La Bodega restaurant opens in Fortitude Valley
Completely transformed the former AE Griffiths Service Station on Wickham Street; Wait until you see the courtyard.
Let’s start from the courtyard. Because if La Bodega Fortitude Valley had nothing else to do, at least it would have this enticing outdoor dining area.
Walk through the open revolving door entrance to the restaurant’s heritage-listed Spanish Mission-style façade, which began life as the AE Griffiths Service Station in 1929, past the block-fronted bar and semi-open kitchen, turn right, left, right and you’re there.
This is the ultimate kind of accommodation, with its sense of discovery and towering red terra cotta walls, capable of transporting you a million miles from Wickham Street.
But it turns out La Bodega does other things very well, too; a no-frills, wallet-friendly approach to Mexican street food that has won over locals, especially those who regularly pack the pocket-sized original East Brisbane restaurant. Sometimes, owners Anna Brobjer and Tim Glasson turn over 45 seats five times in one night.

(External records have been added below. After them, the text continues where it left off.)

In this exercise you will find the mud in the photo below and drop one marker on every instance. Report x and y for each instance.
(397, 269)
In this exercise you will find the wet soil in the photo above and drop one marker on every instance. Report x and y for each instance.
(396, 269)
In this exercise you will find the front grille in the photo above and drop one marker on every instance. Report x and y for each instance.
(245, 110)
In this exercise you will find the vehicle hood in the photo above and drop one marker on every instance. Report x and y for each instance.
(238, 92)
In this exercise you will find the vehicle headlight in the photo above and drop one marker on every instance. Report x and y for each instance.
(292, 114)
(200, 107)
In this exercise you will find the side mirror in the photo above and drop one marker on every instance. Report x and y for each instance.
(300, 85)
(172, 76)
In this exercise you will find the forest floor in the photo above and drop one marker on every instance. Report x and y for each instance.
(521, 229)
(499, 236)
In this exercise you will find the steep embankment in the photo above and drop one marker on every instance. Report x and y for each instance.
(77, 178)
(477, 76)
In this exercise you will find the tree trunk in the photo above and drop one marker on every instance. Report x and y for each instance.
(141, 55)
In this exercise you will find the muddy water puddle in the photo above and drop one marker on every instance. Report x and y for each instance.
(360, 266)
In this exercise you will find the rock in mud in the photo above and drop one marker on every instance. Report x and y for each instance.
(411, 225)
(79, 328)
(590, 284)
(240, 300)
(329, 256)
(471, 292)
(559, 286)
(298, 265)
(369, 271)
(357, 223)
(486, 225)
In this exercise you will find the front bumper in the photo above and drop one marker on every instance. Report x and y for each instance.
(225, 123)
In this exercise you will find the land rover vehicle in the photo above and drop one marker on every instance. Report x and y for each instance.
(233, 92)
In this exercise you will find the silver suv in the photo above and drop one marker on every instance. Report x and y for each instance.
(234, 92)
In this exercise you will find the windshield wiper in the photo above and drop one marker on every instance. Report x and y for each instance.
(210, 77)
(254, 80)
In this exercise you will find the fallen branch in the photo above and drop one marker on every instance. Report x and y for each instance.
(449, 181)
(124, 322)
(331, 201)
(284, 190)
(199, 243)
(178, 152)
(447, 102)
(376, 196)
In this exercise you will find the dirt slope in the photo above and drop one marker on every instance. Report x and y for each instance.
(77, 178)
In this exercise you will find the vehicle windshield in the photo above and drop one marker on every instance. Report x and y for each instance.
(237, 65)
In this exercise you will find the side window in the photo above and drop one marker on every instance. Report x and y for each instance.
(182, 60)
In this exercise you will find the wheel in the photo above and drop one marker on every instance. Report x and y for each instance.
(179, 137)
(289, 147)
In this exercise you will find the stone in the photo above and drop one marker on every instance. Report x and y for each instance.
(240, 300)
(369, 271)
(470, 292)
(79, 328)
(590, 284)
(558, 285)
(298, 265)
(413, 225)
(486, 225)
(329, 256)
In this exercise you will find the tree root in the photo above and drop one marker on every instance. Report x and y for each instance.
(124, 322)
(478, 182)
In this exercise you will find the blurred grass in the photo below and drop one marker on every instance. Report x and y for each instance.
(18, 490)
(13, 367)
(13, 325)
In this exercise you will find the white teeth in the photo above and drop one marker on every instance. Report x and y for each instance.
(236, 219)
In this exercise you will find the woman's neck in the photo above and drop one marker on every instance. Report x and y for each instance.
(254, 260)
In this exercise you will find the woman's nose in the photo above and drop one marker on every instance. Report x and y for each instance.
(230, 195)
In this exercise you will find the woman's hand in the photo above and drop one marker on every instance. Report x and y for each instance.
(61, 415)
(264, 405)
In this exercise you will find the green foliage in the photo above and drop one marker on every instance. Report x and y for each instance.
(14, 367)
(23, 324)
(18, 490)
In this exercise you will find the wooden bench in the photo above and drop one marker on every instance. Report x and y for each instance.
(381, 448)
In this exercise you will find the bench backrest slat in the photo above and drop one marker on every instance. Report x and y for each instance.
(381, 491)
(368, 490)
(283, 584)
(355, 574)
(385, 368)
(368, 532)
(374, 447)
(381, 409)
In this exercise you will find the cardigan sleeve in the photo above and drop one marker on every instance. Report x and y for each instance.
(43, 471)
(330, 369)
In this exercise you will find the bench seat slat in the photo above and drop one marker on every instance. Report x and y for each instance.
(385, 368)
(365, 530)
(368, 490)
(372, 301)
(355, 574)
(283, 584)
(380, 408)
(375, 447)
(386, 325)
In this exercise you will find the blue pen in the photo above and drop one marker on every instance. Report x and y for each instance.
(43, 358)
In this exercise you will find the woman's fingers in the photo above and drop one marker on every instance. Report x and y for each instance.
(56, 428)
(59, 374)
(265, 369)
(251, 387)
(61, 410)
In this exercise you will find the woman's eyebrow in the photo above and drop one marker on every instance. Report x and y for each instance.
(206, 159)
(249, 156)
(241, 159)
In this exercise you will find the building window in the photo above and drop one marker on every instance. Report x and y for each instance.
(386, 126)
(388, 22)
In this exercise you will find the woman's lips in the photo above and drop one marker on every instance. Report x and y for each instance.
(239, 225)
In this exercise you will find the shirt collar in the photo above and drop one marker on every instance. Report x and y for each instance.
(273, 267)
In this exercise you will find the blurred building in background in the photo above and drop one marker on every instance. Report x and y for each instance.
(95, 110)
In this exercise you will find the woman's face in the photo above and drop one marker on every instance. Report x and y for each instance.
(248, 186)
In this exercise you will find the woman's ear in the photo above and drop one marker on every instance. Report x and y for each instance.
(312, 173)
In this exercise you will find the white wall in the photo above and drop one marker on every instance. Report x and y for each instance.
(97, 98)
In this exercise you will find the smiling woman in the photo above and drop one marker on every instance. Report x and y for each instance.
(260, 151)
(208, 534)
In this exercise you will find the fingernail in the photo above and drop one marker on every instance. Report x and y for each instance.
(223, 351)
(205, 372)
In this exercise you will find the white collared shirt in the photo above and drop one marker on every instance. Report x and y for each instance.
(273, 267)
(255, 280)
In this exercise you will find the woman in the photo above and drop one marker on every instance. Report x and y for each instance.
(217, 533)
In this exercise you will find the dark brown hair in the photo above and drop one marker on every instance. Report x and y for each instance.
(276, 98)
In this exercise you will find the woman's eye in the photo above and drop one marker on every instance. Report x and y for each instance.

You wonder: Are these the much larger, better-equipped facilities that La Bodega always deserved? Brobjer doesn’t think so. Not exactly anyway.
“I don’t want to move away from East Brisbane,” he says. “When we were moving here, some people reached out to us and asked if we were closing.
“I remember painting [that restaurant] People were walking by and saying: ‘Good luck, nothing works there.’ But it worked. We did something for that community, but that community contributed a lot to us.
“So we’re not giving up on that. That’s very important to me. Maybe it’s them having access to more local Mexican restaurants again,” Brobjer says, referring to the restaurant’s popularity.
He and Glasson handled much of the design and fit-out of the Fortitude Valley restaurant themselves, painting the facade in the same eye-catching terra cotta hue and building out the courtyard with booth seating that makes up most of La Bodega’s 120 seats.
The food is pretty much the same as in East Brisbane, with starters, tacos, platters and salads.
To start, there are fried chicken wings tossed in chipotle sauce; charbroiled sweet corn with queso, house crema and smoked spice; and a three-cheese quesadilla with house cream and salsa roja sauce.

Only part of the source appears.